Using the Granger causality method, Bildirici and Gӧkmenoğlu (2017) concluded that the economic benefits and reduction of carbon dioxide emissions from the use of hydropower could greatly benefit G7 countries (Canada, France, Germany, Italy, Japan, the United Kingdom and the United States). The widespread use of hydropower could offer economic benefits to developing countries as well.


Solar

The economic viability of large-scale solar energy has come into question due to an inefficient energy storage mechanism. In recent years, however, solar energy has seen a rise in technological innovation and has attracted new investors. Scholars have estimated that by 2020, the United States could see an increase in solar energy generation by as much as 20 to 40 times current value (Lorenz, Pinner, & Seitz, 2008). This has been largely due to the development of concentrated solar power (CSP) technology, which stores thermal energy in tanks allowing the system to produce energy even when sun radiance is low. The CSP system has the potential to vastly improve affordability and efficiency of solar power on a large-scale network (Dowling, Zheng, & Zavala, 2017).

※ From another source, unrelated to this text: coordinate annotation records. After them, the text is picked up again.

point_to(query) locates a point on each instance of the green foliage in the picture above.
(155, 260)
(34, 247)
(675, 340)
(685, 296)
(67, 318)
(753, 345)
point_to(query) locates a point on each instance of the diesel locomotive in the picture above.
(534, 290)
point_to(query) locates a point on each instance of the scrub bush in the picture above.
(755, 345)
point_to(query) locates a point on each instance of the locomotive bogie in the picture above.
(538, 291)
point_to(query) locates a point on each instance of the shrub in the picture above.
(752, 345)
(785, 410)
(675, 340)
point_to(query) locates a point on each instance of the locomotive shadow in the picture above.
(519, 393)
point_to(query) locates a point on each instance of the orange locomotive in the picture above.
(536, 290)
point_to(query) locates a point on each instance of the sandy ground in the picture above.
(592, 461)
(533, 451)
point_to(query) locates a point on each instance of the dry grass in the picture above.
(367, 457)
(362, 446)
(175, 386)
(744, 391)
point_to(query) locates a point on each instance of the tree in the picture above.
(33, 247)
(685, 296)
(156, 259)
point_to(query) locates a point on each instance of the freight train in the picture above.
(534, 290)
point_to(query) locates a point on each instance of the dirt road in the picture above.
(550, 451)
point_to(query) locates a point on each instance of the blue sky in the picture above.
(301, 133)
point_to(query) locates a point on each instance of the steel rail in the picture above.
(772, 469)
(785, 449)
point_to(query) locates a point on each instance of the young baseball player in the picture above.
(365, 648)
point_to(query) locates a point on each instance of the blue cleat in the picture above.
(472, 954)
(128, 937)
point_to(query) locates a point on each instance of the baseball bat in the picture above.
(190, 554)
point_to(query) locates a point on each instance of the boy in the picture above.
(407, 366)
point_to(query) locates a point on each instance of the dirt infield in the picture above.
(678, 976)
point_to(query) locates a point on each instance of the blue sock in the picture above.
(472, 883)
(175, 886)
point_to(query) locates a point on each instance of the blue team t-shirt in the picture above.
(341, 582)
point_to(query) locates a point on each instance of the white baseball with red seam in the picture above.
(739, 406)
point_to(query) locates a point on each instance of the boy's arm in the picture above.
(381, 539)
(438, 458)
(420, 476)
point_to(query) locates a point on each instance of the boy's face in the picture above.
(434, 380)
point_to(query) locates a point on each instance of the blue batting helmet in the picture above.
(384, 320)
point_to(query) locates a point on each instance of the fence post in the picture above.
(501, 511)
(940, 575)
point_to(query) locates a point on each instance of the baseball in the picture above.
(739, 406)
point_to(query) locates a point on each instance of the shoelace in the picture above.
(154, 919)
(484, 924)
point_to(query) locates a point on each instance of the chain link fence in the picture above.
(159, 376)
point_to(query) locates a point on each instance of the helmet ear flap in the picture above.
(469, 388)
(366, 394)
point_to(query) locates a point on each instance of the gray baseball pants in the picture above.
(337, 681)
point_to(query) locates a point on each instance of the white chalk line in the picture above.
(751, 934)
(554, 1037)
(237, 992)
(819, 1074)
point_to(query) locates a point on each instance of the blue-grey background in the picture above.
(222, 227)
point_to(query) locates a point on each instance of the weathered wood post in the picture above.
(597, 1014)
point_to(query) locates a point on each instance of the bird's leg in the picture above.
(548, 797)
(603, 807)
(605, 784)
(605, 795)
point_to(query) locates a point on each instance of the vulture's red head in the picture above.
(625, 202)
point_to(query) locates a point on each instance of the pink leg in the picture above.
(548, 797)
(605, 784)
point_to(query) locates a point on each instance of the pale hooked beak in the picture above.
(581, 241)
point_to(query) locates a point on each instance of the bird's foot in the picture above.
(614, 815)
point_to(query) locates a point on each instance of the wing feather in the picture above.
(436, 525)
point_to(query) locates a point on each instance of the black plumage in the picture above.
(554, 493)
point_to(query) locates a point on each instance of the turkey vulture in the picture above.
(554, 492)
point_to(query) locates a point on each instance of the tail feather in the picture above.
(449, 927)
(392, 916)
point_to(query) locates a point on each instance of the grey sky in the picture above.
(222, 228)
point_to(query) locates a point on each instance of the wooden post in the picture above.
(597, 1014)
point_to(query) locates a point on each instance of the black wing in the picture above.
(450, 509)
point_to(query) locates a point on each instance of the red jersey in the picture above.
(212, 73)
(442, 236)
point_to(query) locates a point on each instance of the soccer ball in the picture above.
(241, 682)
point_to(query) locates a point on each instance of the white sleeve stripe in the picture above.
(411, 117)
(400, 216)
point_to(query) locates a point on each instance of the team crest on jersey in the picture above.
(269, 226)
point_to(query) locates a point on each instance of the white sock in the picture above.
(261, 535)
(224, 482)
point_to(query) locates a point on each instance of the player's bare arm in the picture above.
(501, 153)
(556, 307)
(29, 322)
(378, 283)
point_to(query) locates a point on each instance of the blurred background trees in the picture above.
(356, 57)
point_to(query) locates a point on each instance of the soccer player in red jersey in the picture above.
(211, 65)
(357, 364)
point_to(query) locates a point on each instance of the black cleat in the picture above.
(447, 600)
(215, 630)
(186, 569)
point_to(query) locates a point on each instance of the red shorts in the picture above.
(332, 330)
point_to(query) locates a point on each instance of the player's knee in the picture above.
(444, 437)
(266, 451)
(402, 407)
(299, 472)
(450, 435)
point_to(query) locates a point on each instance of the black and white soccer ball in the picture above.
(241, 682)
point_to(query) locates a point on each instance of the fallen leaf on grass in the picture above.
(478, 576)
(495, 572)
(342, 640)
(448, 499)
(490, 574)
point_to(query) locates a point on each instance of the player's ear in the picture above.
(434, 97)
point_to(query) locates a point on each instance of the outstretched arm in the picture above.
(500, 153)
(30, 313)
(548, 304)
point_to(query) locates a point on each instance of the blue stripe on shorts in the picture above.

Although technological innovation has helped to reduce the cost of solar power, scholars have disagreed over appropriate policy measures. Some have argued that privatization will help to increase competition, thereby attracting new energy suppliers. This will bring about more choice for the consumer and promote the use of alternative forms of energy. Privatization along with tax subsidies promote productivity and provide market incentives (Peltzman, 1989; Vickers & Yarrow, 1988). Others argue that the energy market promotes the creation of monopolies due to the natural make-up of the energy network. To avoid the development of monopolies, governments should institute regulations that help to reduce prices and promote competition (Florio, 2013; Newbery, 2000).


The effects of government incentives and regulation programs may differ across time and location. According to Clò and D'Adamo (2015), solar energy prices in Italy saw a reduction during peak usage hours while remaining relatively stable during off-hours. The price variability between peak and off-peak hours were due to an increase in solar energy generation. This increase was due in large part to government incentives and market manipulations. Even though there is market uncertainty, scholars have continued to argue in favor of solar power production to combat the worldwide dependency on fossil fuels (Lorenz, Pinner, & Seitz, 2008).


Biomass

Biomass fuel production has increased in recent years, being used to power small towns in both MDCs and LDCs. More biomass is consumed per capita in LDCs due to its relatively cheap cost. (Radetzski, 1997). The production of biomass is a fairly simple process: industries take organic waste and convert it into liquid, solid, or gas fuel (Klass, 1998). Biomass is one of the only renewable energy sources that directly emits greenhouse gases. Scholars have argued that CO2 emitted during the burning of biomass is offset by the CO2 that was absorbed during the tenure of the plant cycle prior to composting. “For every 100 green tonnes of tree energy crop fuel used, 58 tonnes of CO2 emissions reduction occurs due to agriculture source carbon sequestration in the roots below ground” (Akella, Saini, & Sharma, 2009; p. 394).


Historically, biomass has been consumed on a local scale, only used to supplement daily household needs. Due in part because of a decrease in the supply of wood and the rise of coal, the 18th century saw a sharp decline in biomass consumption in Europe (Maurice & Smithson, 1984). The rise of biomass demand in the 1990s was sparked largely by environmental debates and concerns over the supply of petroleum on a global scale. Due to rising agricultural surpluses in developed countries, scholars have argued that the excess agriculture can be used to create biomass and be exported to developing countries as an alternative fuel source (Radetzki, 1997).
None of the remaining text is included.